District in Oromia Region, Ethiopia

Jimma Arjo is an woreda in the Oromia Region of Ethiopia. It shares the name of Oromo people clan, the Jimma Arjo. Part of the East Welega Zone, Jimma Arjo is bordered on the southwest by the Didessa River which separates it from the Illubabor Zone, on the northwest by Diga Leka, on the northeast by Guto Wayu, and on the southeast by Nunu Kumba. The administrative center of this woreda is Arjo.

== Overview ==
Except for the Didessa River valley, this woreda is considered highland. Other rivers includes the Chancho ,Kurruufaa,Laga Gurraachoo and Horo Rivers. Local landmarks include the Gambela Cave. A survey of the land in this woreda shows that 59.8% is arable or cultivable, 9.6% pasture, 8.4% forest, and the remaining 22.2% is considered swampy, mountainous or otherwise unusable.
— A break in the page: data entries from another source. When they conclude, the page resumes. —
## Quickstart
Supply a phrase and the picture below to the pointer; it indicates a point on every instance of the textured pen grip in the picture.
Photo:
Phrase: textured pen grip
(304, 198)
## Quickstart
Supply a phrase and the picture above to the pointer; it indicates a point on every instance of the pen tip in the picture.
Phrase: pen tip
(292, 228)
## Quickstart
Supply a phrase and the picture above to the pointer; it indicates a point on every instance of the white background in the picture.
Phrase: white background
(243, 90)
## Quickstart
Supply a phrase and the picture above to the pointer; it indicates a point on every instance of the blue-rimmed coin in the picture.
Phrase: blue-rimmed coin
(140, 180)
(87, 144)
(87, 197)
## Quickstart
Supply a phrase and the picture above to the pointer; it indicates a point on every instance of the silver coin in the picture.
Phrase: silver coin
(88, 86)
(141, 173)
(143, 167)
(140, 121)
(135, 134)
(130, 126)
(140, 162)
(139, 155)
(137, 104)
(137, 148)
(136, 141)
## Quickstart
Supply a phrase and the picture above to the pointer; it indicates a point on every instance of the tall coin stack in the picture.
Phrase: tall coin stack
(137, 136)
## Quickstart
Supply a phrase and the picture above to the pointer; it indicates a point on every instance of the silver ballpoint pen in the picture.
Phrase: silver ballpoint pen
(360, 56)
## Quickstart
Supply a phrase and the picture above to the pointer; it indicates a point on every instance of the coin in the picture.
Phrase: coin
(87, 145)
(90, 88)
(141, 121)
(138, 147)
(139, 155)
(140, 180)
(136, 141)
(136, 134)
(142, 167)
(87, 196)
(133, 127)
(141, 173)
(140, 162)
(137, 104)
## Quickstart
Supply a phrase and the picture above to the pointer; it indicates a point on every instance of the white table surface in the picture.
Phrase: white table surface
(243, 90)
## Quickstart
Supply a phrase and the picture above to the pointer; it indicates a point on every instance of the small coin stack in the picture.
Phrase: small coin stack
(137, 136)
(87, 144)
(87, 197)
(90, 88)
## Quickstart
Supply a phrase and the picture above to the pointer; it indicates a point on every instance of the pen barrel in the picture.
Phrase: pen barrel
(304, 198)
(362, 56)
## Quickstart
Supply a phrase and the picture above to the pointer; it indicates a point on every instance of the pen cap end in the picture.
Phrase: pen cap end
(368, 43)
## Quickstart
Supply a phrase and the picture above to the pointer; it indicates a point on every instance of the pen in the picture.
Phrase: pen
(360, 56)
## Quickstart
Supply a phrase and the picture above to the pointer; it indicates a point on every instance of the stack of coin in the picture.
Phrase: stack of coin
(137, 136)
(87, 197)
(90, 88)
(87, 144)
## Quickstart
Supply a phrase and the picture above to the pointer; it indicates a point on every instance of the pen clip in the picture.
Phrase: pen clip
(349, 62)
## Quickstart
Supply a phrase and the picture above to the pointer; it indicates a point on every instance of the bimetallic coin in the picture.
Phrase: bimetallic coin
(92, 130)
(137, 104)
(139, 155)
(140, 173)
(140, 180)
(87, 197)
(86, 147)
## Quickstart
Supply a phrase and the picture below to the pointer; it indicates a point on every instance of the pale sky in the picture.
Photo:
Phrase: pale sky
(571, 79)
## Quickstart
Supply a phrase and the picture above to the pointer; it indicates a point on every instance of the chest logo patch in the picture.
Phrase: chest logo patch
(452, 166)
Coffee is an important cash crop of this woreda, and over 50 square kilometers are planted in this crop.

Industry in the woreda includes 27 grain mills. There were 13 Farmers Associations with 10,567 members and 9 Farmers Service Cooperatives with 7634 members. Jimma Arjo has 8 kilometers of dry weather road and 30 all-weather road, for an average of road density of 51.2 kilometers per 1000 square kilometers. About 17.5% of the total population has access to drinking water.

This woreda was selected by the Ministry of Agriculture and Rural Development in 2003 as an area for voluntary resettlement for farmers from overpopulated areas. While the majority were resettled in Jimma Arjo, including Gida Kiremu and Guto Wayu a total of 8435 heads of households and 31,781 total family members were resettled in Misraq Welega that year. Hawa Welele was selected again the next year and along with Amuru Jarte, Bila Seyo, Gida Kiremu, Ibantu, Limmu and Nunu Kumba, Gida Kiremu became the new home of another 22,462 heads of households and 112,310 total family members.

Currently, One big industry is under construction which is aimed to produce triple products viz: sugar, ethanol, and Chipwood. This may be a good opportunity for the area as it could create vast employment opportunity. Likewise, service sector is beneficiary from this industry after its accomplishment. Arjo, has served as a capital of the area for more than 130 years. Dano Bera, the local leader (Moti) of the area had been administering the Area (Leqa Dulacha in her earlier name) making Arjo as his center. Hence, she had been among few urban center's of West Oromia. Neftenya rulers like Ras Mekonnen Demissew had also occupied and ruled the area for longer times considering the town as a strategic for war.

== Demographics ==
The 2007 national census published by the Central Statistical Agency reported a total population for this woreda of 86,329, of whom 42,093 were men and 44,236 were women; 9,172 or 10.63% of its population are urban dwellers. The majority of the inhabitants observed Protestantism, with 48.85% reporting that as their religion, while 45% observed Ethiopian Orthodox Christianity, and 5.59% were Moslem.

The 1994 national census reported a total population for this woreda of 66,044, of whom 31,812 were men and 34,232 women; 6,539 or 9.9% of its population were urban dwellers at the time. The two largest ethnic groups reported in Jimma Arjo were the Oromo (97.24%), and the Amhara (2.48%); all other ethnic groups made up 0.28% of the population. Oromiffa was spoken as a first language by 99.48%. The majority of the inhabitants were Ethiopian Orthodox Christianity, with 81.57% of the population reporting they observed this belief, while 7.64% of the population said they were Protestant, 5.37% practiced traditional beliefs, and 5.23% were Moslem.